Araki is writing all 10 half-hour episodes with author and Vogue.com sex columnist Karley Sciortino, who’s the creator and host of “Slutever” on Viceland.

Giving Araki the reins to a new series is a smart way to capitalize not only on the “Mysterious Skin” filmmaker’s previous work, but his recent TV stints. Besides a recent memorable appearance behind the camera for the CW show “Riverdale,” Araki has also directed episodes of “13 Reasons Why,” “American Crime” and “Red Oaks.” Adapting his filmmaking style to shows across four different networks proves that he can work within a pre-existing framework, but co-writing a new series seems to be the best way for both network and creator to benefit.

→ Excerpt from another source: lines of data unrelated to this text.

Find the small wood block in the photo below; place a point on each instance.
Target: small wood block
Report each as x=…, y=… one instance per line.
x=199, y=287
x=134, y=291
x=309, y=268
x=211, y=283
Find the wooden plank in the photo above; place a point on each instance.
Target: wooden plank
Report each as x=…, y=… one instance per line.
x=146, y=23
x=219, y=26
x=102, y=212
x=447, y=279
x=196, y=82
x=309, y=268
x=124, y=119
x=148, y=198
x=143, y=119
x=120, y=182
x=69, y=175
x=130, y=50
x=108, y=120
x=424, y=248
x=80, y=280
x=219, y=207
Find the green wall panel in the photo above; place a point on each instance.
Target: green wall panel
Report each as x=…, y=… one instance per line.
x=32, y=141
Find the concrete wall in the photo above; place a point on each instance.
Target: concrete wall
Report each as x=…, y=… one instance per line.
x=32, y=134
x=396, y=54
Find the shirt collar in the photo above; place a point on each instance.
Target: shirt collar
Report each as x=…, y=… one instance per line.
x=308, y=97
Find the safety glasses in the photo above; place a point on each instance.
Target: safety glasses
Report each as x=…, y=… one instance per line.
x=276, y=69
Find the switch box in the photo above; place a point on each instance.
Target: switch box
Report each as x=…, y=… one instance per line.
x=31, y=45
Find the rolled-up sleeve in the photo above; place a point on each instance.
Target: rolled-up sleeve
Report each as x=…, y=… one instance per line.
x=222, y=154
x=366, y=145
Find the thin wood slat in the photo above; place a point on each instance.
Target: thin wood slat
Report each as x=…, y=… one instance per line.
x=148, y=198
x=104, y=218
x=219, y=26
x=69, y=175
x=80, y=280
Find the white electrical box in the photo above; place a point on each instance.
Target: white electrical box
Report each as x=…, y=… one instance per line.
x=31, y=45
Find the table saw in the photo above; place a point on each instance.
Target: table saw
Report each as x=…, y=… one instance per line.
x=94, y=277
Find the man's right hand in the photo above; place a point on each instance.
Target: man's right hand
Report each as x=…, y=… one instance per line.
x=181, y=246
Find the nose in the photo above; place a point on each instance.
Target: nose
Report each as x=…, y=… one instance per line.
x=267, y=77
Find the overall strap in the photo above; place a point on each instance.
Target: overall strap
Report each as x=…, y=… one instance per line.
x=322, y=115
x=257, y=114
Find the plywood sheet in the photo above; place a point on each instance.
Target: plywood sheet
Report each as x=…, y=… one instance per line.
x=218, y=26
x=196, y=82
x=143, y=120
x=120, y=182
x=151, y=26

Soderbergh’s involvement in a Starz show has worked wonders in the past, after the artistic and critical success of “The Girlfriend Experience,” one of the best examples of a cable series having it both ways: using a pre-existing property and giving a creator carte blanche to pursue a singular artistic vision.

Creator Justin Marks was able to shepherd “Counterpart” to a two-season commitment from Starz that helped make it one of the best new shows of 2018. The network’s next upcoming produced series is “Vida,” a look at a Latinx family that’s also creator-driven, coming from “Looking” alum Tanya Saracho.

Even Starz’s upcoming adaptations are still heavily creator-driven, just as “Gods” was: The network’s acquisition of “Howards End” comes with the attachment of being written by “Manchester by the Sea” scribe Kenneth Lonergan. And “Sweetbitter,” the network’s May premiere, is the kind of bestseller adaptation that has more of an eye to story than as a means to a lucrative franchise.

“American Gods” may not have turned into the all-consuming hit adaptation the network may have been hoping for, but what’s coming in its wake is an apparent commitment to independent-minded entertainment that may give the network better projects to throw the channel’s full weight behind.

One thing the above synopsis doesn’t tease that also figures into the “Now Apocalypse” equation? Aliens. So many indie filmmakers have made the jump from smaller films to space-based spectacles. It looks like Starz is trying to see if the TV version of that career move can keep more of the indie spirit alive.